La dignité du bidonville tient à son programme : un habitat autoconstruit par des populations vulnérables. Chacun y est bâtisseur de l’essentiel et construit de la façon la plus brute – et pour cela émouvante – ce qui correspond à ses besoins. Les occupants de terrains sont les victimes d’une politique impuissante à loger ou à héberger, qui cherche à cacher cette impuissance par l’expulsion et la destruction. Rompre le cycle infernal et illusoire de ces destructions est un des buts défendus par l’association.
Pour réfléchir et agir, le groupe pose l’immersion in situ comme source première de connaissance, d’inspiration et de projet : c’est sur place que l’on voit les gens vivre, habiter et construire. Dans un premier temps, un secteur d’action spécifique a été choisi, le Val Maubuée (Seine-et-Marne), où près de 800 personnes tentent de prendre racine et se réinstallent après chaque expulsion. Les décisions sont discutées avec les habitants, les constructions réalisées en leur présence et avec eux s’ils sont volontaires. L’idée n’est pas de construire à leur place, mais de compléter l’équipement individuel ou collectif qu’ils n’ont ni les moyens, ni la disponibilité ou le temps de construire. Ce peut être un lieu d’apprentissage collectif, des escaliers d’accès, des sanitaires, des cheminements contre la boue du sol, ou encore divers compléments aux baraques autoconstruites (l’isolation, par exemple). Autant que possible, l’aide se porte également sur le tissage de liens avec la ville, à commencer par des moments de convivialité, d’échanges de savoirs et de savoir-faire, dans le bidonville et hors de celui-ci.

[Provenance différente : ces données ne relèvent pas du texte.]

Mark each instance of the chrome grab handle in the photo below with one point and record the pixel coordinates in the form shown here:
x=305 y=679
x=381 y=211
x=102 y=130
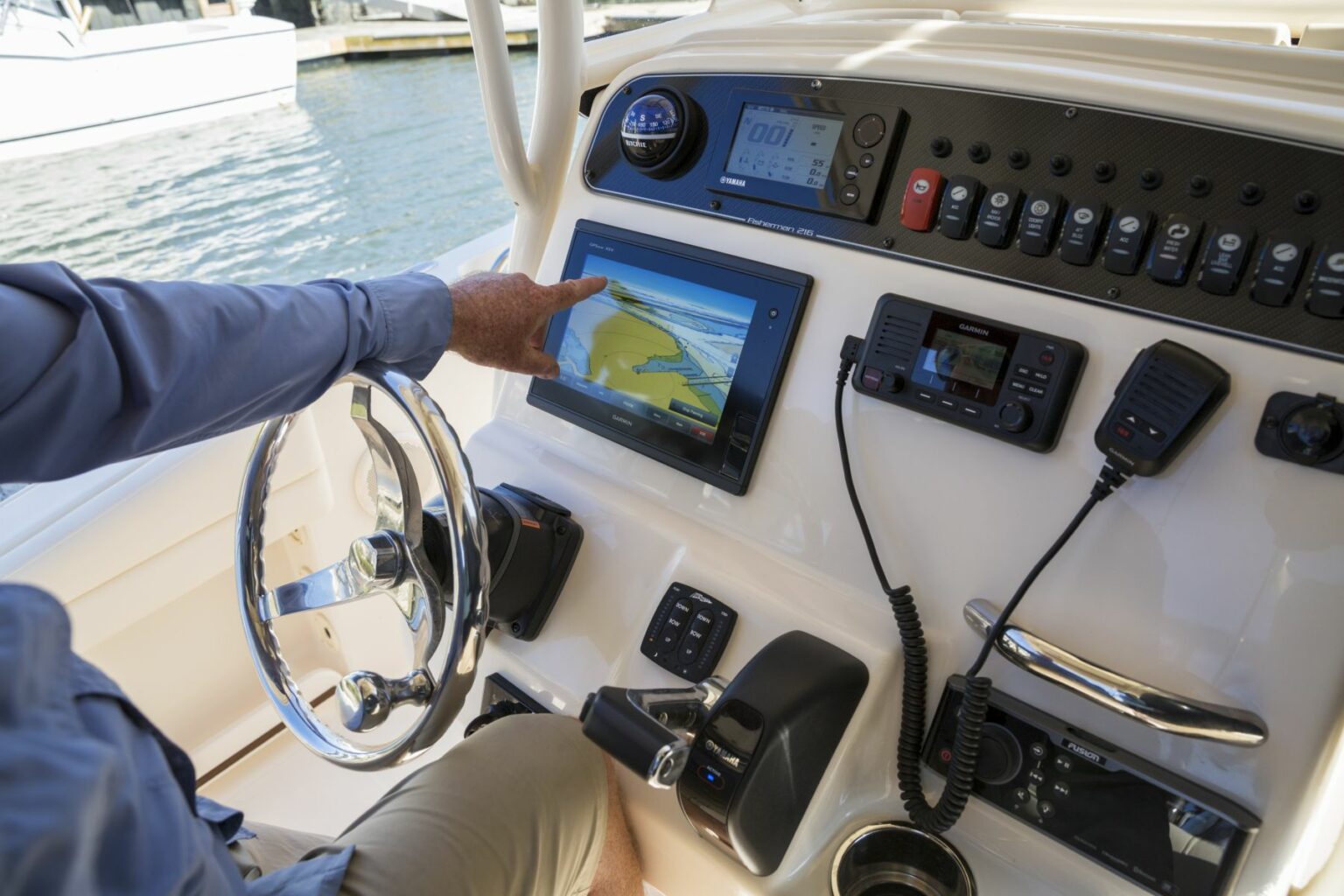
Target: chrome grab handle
x=1153 y=707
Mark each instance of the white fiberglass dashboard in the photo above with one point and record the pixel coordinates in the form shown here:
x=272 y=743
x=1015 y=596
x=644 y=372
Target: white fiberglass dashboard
x=1221 y=579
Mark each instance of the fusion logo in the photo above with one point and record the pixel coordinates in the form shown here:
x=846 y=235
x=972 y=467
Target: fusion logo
x=1086 y=754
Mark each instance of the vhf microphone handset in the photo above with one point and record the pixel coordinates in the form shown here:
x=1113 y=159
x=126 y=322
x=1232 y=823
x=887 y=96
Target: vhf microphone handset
x=1164 y=399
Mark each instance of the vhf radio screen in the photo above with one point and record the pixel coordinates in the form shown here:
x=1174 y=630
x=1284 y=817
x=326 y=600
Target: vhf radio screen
x=964 y=359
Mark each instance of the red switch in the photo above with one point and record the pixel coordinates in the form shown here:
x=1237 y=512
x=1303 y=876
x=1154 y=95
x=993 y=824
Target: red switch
x=920 y=202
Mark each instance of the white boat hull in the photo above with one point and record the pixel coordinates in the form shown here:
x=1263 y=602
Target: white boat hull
x=125 y=82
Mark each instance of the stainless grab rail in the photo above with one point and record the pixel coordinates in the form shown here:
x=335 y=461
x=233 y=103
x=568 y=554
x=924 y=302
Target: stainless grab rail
x=1153 y=707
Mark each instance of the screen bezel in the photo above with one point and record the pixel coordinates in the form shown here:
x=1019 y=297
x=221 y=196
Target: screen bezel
x=836 y=118
x=977 y=331
x=872 y=180
x=760 y=369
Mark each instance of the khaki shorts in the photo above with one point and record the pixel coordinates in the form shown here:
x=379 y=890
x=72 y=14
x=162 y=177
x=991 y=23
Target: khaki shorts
x=518 y=808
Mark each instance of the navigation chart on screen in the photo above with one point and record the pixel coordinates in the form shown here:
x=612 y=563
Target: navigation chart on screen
x=660 y=346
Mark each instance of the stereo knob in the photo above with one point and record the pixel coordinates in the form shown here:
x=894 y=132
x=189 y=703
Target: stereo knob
x=1000 y=755
x=1015 y=416
x=1312 y=433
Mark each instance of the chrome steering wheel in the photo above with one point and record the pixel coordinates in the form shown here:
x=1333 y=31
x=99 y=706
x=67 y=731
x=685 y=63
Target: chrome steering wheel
x=445 y=618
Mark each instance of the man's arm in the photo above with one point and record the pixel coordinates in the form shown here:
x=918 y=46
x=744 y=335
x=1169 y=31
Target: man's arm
x=107 y=369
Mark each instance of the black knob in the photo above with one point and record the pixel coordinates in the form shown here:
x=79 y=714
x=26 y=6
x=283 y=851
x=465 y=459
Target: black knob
x=1000 y=755
x=1306 y=202
x=1015 y=416
x=1312 y=433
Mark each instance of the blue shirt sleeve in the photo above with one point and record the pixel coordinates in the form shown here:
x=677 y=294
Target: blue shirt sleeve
x=105 y=369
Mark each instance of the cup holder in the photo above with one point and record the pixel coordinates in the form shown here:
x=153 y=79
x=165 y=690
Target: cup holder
x=897 y=858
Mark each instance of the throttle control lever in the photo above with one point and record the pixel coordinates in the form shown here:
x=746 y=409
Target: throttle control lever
x=649 y=731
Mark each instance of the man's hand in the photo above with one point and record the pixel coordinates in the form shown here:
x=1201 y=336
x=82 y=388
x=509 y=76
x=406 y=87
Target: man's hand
x=499 y=320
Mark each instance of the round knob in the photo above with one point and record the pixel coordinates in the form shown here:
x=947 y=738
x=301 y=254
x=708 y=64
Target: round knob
x=368 y=699
x=1000 y=755
x=1312 y=433
x=1015 y=416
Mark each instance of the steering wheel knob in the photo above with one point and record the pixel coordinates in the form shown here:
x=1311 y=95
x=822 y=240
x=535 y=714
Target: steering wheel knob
x=376 y=560
x=368 y=699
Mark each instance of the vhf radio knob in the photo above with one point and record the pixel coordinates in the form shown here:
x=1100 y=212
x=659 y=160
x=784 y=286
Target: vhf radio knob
x=1015 y=416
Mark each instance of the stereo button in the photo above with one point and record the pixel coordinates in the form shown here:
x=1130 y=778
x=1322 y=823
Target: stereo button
x=1082 y=228
x=920 y=200
x=1225 y=256
x=1173 y=248
x=1326 y=290
x=1280 y=268
x=1040 y=218
x=960 y=199
x=1125 y=240
x=998 y=215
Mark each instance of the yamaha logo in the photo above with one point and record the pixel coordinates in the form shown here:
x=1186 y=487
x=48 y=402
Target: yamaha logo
x=1083 y=752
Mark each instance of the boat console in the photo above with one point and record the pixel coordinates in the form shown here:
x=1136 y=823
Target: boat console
x=869 y=234
x=956 y=456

Une autre approche du projet
Pour construire, l’association assume le contexte de temporalités écourtées par les expulsions (plusieurs par an) et travaille dans l’hyper-éphémère. Ce temps très court est intégré au processus de conception : le projet doit pouvoir être construit vite, démonté, récupéré ou déplacé. Le processus se veut proche du mode constructif des habitants : une économie de la pauvreté, des matériaux de réemploi, des bâtisseurs « non qualifiés ». Une autre approche du projet se dégage peu à peu, libérée d’une pensée du composant et de la régularité. Le chantier est un acte collectif où les principes généraux dessinés à la main s’ajustent pour tenir compte des matériaux collectés et des conditions de la construction. Bâtir soi-même apprend combien il faut d’énergie pour faire quelque chose et permet d’aborder de l’intérieur un processus de construction où la dépense est principalement physique. Construire en situation de grande pauvreté incite à inverser le processus habituel qui met l’argent sur l’achat (et le transport) de composants normés plutôt que sur la force de travail.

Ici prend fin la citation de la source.